October 10, 2004
Bayesian spellchecker?
In the ’90s, IBM had a machine translation project that bested rule-based translators simply by using probabilities deduced from analyzing the word usage patterns in a large corpus of manually-translated material. (They used the French and English versions of the proceedings of the Canadian Parliament.) Now Bayesian spam filters are all the rage, using word frequency analyses of known spam and non-spam to decide which folder to put a particular message in.
So why not use similar analyses to guide spellchecker alternatives? An analysis of my corpus of documents would reveal that the putative word “cheast” is more likely to be “cheats” if used near the word “game” and “stuck,” but more likely to be “chaste” if used near “Britney” and “supposedly.” Given how well Bayesian spam filters work – they work really well – I might even want to say that if the spellchecker is, say, 95% confident, it should make the change without asking me, while enabling me to review all the auto-changed words, of course.

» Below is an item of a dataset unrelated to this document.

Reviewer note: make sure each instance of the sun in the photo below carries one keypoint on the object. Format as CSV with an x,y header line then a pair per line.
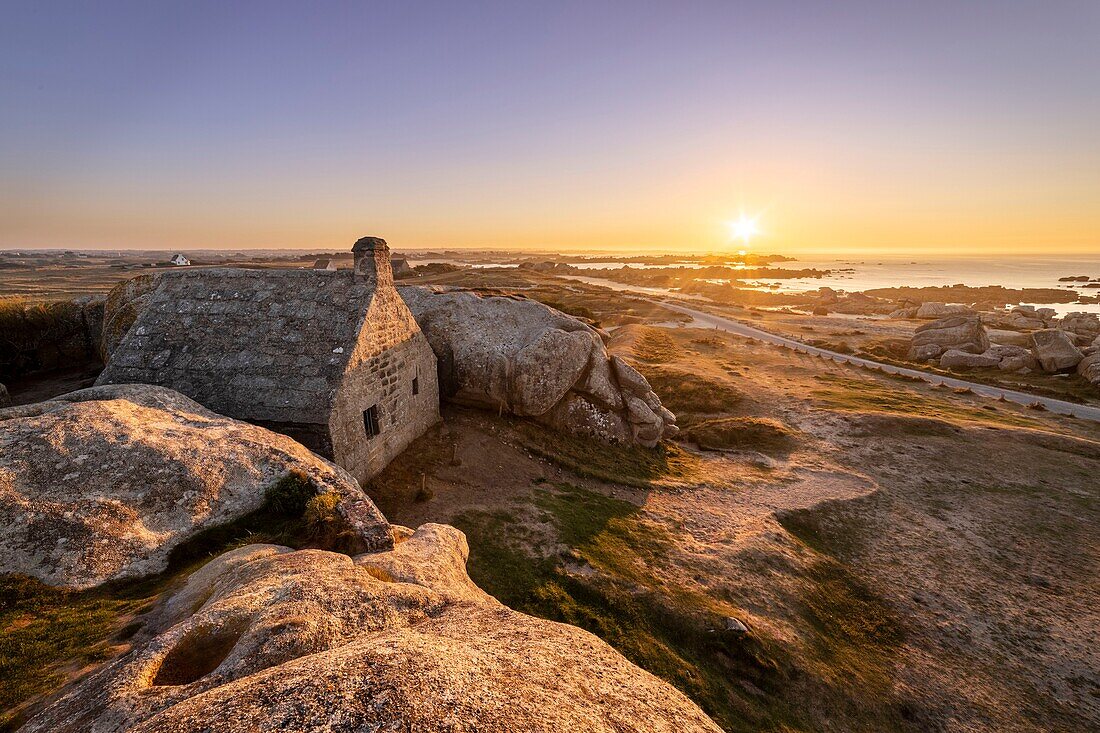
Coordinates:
x,y
745,228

I am a genuine admirer of Microsoft Word’s spellchecker; in fact, it’s one of the things keeping me from switching to Open Office. Not only does Word’s UI let me correct errors the way I want, jumping from clicking on a list to editing in context, but its first suggestion is almost always the right one. So, I assume Microsoft has analyzed some generic corpus to get the probabilities right. Why not analyze my corpus, too? And do it folder by folder, across time, and by document type. Why not?